3. During an observation on 8/1/17 at 7:59 a.m., there was a large linen bin which contained visibly soiled linens. The bin was filled with visibly soiled linen above the rim. The pile of soiled linen almost touched a wall mounted fan. The bin, which was filled with visibly soiled linen, was surrounded on all three sides by four separate large bins of clean, already washed linen, which were waiting to be dried. The four surrounding bins were not covered.

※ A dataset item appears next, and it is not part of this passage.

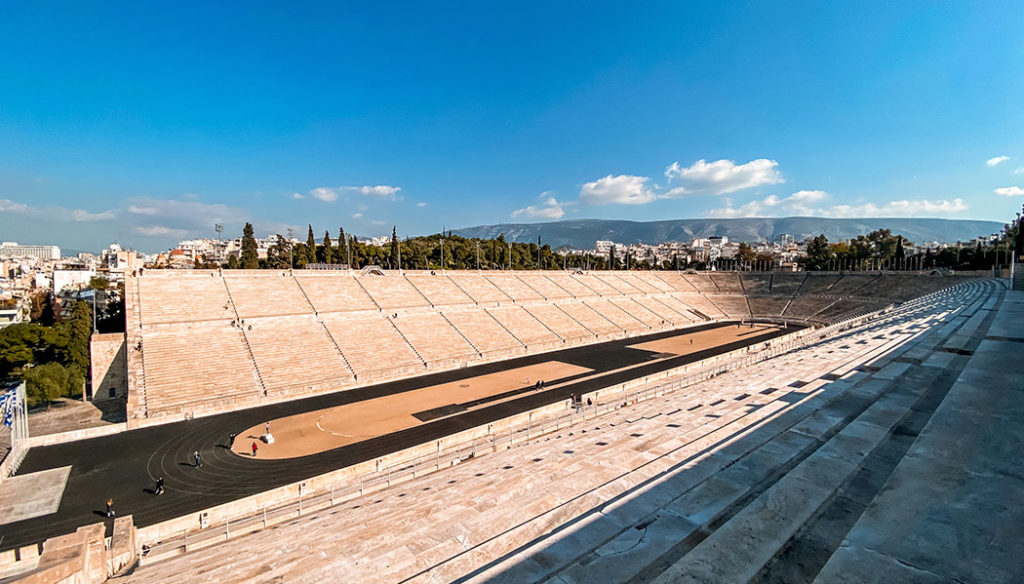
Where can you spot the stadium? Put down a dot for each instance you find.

During an interview on 8/1/17 at 7:59 a.m., staff member C stated the bin, which had the visibly soiled linen, was linen which had already been washed once, but had either fallen on the floor or were not fully cleaned. She stated the bin was always located under the fan and was emptied one to two times a week. The staff member stated since the linen was piled so high in the re-washed bin, and the re-washed bin was surrounded by clean laundry, there would be a possibility the re-washed linen could contaminate the clean laundry.

During an interview on 8/1/17 at 8:30 a.m., staff member E stated the rewashed bin should not be piled above the rim and it would be better if it was not located in the middle of the clean bins which could potentially cross contaminate the clean laundry.